Blaue Augen. Aber ganz und gar nicht mein Typ.«
    Ein anderer Bruder — wohl eher nicht
mit ihm verwandt. »Hat Gifford die Herausgabe der Sachen genehmigt?«
    »Nein, aber er hatte sie ja
durchgesehen, also bin ich davon ausgegangen, daß es okay ist, sie einem
Verwandten zu überlassen. Und Gifford hat auch nie wieder danach gefragt.« Sie
sah wieder auf die Uhr. »War’s das? Ich muß weg.«
    »Ich würde gern den Mietvertrag der Fullers
sehen, falls er sich noch in Ihren Akten befindet.«
    »Sorry, aber so lange hebe ich
Papierkram nicht auf.
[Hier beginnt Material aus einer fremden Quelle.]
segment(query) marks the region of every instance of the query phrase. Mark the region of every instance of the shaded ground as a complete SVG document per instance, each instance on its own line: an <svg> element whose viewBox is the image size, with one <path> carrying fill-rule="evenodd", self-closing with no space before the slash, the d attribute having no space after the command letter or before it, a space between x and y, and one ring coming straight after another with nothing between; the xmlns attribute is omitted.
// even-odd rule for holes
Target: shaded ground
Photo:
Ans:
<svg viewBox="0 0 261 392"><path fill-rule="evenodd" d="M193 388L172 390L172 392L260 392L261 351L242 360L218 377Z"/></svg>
Das Haus war, offen gestanden, sowieso nur eine Last;
alle Mieter wurden geschieden oder sind gestorben.«
    »Ein verhextes Haus, würde ich sagen.«
    Suzie Kurth sah mich streng an. »Ms.
McCone, verhexte Häuser gibt es nicht, nur notorische Pechvögel.«
     
    Ich fuhr auf den Parkplatz des
Good-Buy-Markts und hielt neben der zerzausten Kiefernreihe am äußersten Rand.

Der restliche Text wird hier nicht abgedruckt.